Went out to play with my new camera the other day and stumbled across this unusual feature in a cemetery in Birmingham. In the middle of the cemetery as it begins to go down a slope, this two storey crescent has been dug out. 

Many of the alcoves have been used and headstones are on the "doors" All the others are sealed, although I'm not sure if this is permanent or not.

I'm not a graveyard person at all, in fact this is the first time I've explored one, so apologies if this is a run of the mill location. It is quite impressive if you're in the area...


----------



## turkey (Oct 6, 2005)

*Re: Birmingham Cemetary*

hey, yeah, that looks quite strange and interesting.
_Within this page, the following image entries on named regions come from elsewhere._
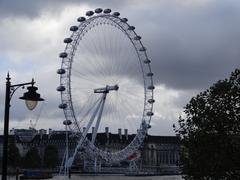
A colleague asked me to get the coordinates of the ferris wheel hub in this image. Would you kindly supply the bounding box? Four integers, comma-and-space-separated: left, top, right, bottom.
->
94, 84, 119, 93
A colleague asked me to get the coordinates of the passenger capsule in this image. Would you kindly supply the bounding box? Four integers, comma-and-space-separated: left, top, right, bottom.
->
57, 85, 66, 92
77, 17, 86, 22
95, 8, 102, 14
63, 120, 72, 126
148, 99, 155, 104
121, 18, 128, 22
139, 47, 146, 52
70, 26, 78, 31
134, 36, 142, 41
58, 103, 67, 109
148, 85, 155, 90
113, 12, 120, 17
59, 52, 67, 58
147, 111, 153, 116
128, 26, 135, 31
86, 11, 94, 16
143, 59, 151, 64
57, 69, 66, 74
147, 72, 153, 77
63, 38, 72, 43
103, 9, 112, 14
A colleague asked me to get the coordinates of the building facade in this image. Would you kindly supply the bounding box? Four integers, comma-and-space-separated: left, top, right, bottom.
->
0, 128, 180, 174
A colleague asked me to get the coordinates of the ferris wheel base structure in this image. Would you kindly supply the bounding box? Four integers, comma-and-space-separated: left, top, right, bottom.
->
57, 8, 155, 172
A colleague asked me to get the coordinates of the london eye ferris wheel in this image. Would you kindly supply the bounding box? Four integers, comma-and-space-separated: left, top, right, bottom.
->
57, 8, 155, 166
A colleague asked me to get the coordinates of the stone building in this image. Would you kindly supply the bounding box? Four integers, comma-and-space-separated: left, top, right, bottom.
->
0, 128, 180, 174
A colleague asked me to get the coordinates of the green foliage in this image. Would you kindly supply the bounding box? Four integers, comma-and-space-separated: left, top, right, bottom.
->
24, 147, 41, 169
8, 142, 21, 168
175, 69, 240, 180
43, 145, 58, 168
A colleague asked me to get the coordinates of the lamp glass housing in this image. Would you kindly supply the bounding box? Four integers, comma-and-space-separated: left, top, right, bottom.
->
25, 100, 38, 111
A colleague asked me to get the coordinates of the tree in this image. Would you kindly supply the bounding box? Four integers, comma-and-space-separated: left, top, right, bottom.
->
175, 69, 240, 180
8, 142, 21, 168
43, 145, 58, 168
24, 147, 41, 169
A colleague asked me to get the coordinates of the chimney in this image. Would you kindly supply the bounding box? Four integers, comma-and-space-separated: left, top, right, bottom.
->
118, 128, 122, 139
105, 127, 109, 139
124, 129, 128, 140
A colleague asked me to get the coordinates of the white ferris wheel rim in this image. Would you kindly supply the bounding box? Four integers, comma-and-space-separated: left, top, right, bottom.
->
57, 8, 154, 162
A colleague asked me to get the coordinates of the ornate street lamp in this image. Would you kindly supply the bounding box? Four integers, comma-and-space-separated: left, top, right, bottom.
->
2, 73, 44, 180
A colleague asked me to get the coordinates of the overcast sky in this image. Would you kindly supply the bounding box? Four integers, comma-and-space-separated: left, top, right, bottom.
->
0, 0, 240, 135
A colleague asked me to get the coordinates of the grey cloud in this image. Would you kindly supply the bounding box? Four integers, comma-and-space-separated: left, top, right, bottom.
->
138, 1, 240, 89
0, 0, 126, 18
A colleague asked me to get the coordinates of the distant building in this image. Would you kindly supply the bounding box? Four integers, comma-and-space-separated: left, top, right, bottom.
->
0, 127, 180, 174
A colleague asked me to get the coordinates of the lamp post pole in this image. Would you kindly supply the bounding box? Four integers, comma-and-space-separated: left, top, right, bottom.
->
2, 74, 11, 180
2, 73, 44, 180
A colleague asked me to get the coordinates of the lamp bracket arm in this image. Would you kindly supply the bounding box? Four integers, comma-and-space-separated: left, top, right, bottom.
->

nice find, where is it? brum centre...?

u been upto much recently mate?

turk


----------



## Raddogextreme (Oct 6, 2005)

*Re: Birmingham Cemetary*

Hi Turk, yeah it's really simple to find just in the jewellery quarter, can't miss it, but this bit is in the middle and a little bit hidden.

Been busy with a new job and also family\GF commitments, really spoiled my weekends!, esp with a new camera sat waiting here to be taken cool places.


----------



## James Hall (Oct 6, 2005)

*Re: Birmingham Cemetary*

I've heard of avenues of Victorian mausolea like this in London as well, It's an idea copied from the Romans, Over here that kind of thing is pretty unusual apart from in the great metropoli.
James Hall


----------